Author of the week: Veronica Roth

At 25, the suburban Chicago writer already has cranked out a popular young-adult trilogy.

Veronica Roth might want to develop a new pastime, said Janet Potter in the Chicago Reader. At 25, the suburban Chicago writer is less than four years removed from college but already has cranked out a young-adult trilogy whose third novel, Allegiant, at least briefly outsold every other book in America. “Writing is really the only thing I’ve ever loved to do,” Roth says, and she’s been doing almost nothing else since knocking out most of the first book during her senior-year winter break at Northwestern.

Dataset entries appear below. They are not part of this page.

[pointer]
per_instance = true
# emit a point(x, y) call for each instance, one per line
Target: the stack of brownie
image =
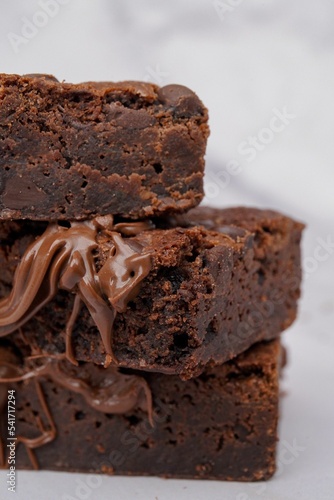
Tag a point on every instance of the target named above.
point(140, 333)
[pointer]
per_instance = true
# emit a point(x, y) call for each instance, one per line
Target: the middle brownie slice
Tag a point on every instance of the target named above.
point(171, 296)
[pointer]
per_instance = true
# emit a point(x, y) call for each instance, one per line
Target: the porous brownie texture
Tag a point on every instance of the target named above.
point(71, 151)
point(221, 425)
point(210, 293)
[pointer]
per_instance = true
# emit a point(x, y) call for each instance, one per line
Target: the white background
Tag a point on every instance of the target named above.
point(245, 59)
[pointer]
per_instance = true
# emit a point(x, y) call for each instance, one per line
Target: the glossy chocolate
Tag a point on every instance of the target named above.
point(63, 258)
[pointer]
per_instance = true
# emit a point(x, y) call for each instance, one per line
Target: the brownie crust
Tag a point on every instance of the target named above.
point(210, 293)
point(72, 151)
point(221, 425)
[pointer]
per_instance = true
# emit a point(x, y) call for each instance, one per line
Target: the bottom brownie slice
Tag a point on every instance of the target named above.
point(221, 425)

That novel, Divergent, was an instant hit, introducing YA readers to a dystopian future in which all 16-year-olds, including heroine Tris Prior, must choose a social faction for life. But now that the series is finished, Roth has almost nothing on her plate. “I’ve never had any hobbies because I just wanted to write all the time,” she says.

Roth will be spending a bit of time instructing readers how not to read her books, said Christopher Borrelli in the Chicago Tribune. Roth is a devout Christian, but she insists that the trilogy is no religious allegory. “People assume there’s some weird indoctrination thing hidden in these books, because the assumption is if you’re Christian, you’re preachy.” If anything, though, Roth has simply been offering a critique of herself ever since she invented Tris and invested her with traits that she sometimes wishes she had too. “She’s kind of tough, not particularly nice, doesn’t let people walk on her,” Roth says. But Roth is learning: “Like Tris, I am trying to be a richer, fuller version of myself,” she says.